I recently came across this recipe via Taste, a great food e-magazine. I’m sometimes wary of vegan baking recipes if they over-add ingredients. But this one doesn’t–it’s simple and straightforward, created when the author had trouble finding eggs. Full disclosure: I made mine with milk chocolate chips, so they weren’t fully vegan, but if you use dark chocolate, they will be.

Here’s what you need:

1/2 cup brown sugar

1/2 cup white sugar

scant 1/2 cup vegetable oil

4.5 tablespoons water

2 teaspoons vanilla extract or paste

5.5 tablespoons peanut butter

1 3/4 cups all purpose flour (full disclosure that I was low on this ingredient, so I also used some rye flour and cake flour)
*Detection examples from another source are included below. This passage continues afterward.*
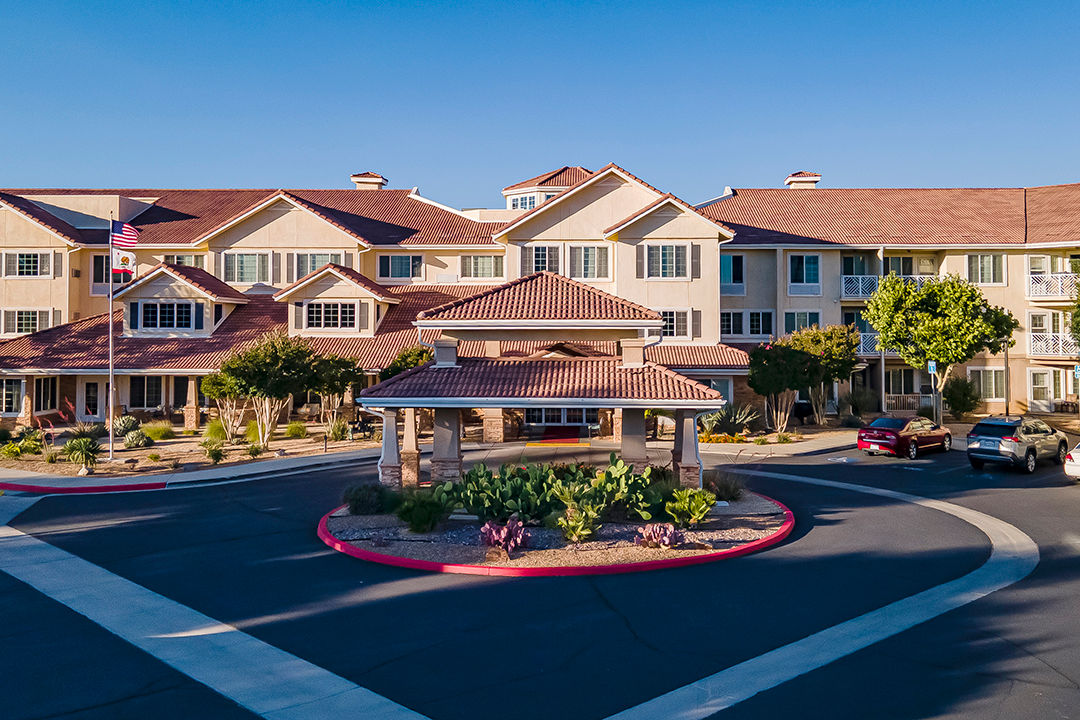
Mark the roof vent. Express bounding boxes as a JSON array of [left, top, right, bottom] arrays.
[[349, 171, 387, 190], [784, 169, 821, 189]]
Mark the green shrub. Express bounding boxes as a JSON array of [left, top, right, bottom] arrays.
[[112, 415, 138, 437], [124, 430, 153, 448], [942, 378, 978, 422], [285, 420, 308, 438], [141, 420, 176, 441], [203, 418, 226, 443], [342, 483, 402, 515], [702, 470, 743, 502], [64, 437, 102, 467]]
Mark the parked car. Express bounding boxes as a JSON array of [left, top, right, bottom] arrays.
[[968, 416, 1069, 473], [858, 417, 953, 460]]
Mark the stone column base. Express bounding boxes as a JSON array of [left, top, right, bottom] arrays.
[[401, 450, 420, 488], [672, 462, 701, 488], [431, 458, 461, 485], [379, 465, 402, 490]]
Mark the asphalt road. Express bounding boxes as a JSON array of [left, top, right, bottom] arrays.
[[0, 442, 1080, 719]]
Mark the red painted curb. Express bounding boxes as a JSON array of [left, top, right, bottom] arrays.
[[0, 483, 165, 494], [318, 493, 795, 578]]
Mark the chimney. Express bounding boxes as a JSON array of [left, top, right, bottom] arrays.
[[432, 338, 458, 367], [349, 171, 387, 190], [619, 338, 646, 367], [784, 169, 821, 190]]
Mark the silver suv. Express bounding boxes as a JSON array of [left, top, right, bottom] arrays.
[[968, 416, 1069, 473]]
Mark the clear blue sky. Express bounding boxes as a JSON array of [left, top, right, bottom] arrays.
[[0, 0, 1080, 206]]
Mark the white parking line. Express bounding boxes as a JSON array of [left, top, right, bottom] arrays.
[[610, 471, 1039, 720], [0, 498, 426, 720]]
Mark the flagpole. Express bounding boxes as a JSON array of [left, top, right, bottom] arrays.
[[105, 210, 117, 462]]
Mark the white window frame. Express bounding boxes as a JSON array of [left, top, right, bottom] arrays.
[[558, 242, 609, 283], [221, 249, 273, 285], [642, 240, 693, 283], [458, 253, 507, 283], [297, 298, 363, 335], [968, 365, 1008, 403], [784, 253, 824, 298], [375, 253, 423, 283], [0, 377, 26, 418], [963, 253, 1009, 287], [135, 298, 197, 335], [657, 308, 693, 342], [773, 308, 822, 337]]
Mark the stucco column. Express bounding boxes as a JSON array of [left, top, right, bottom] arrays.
[[184, 375, 199, 430], [672, 410, 701, 488], [483, 408, 507, 443], [379, 408, 402, 490], [620, 408, 649, 470], [401, 408, 420, 488], [431, 408, 461, 483]]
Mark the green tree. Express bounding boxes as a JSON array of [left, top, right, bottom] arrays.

generous 1/2 cup rolled oats

1 teaspoon baking powder

1/2 teaspoon baking soda

1/2 teaspoon salt

7 ounces chocolate chips or chopped chocolate

Here’s what you do:

1. In a bowl, mix together the sugars, oil, water, and vanilla until smooth. Add the peanut butter and mix until fully smooth.

2. Add the flour, oats, baking powder, baking soda, and salt. Mix to combine. Stir in the chocolate. Cover with plastic wrap and allow to cool and firm at least 2-3 hours in the fridge.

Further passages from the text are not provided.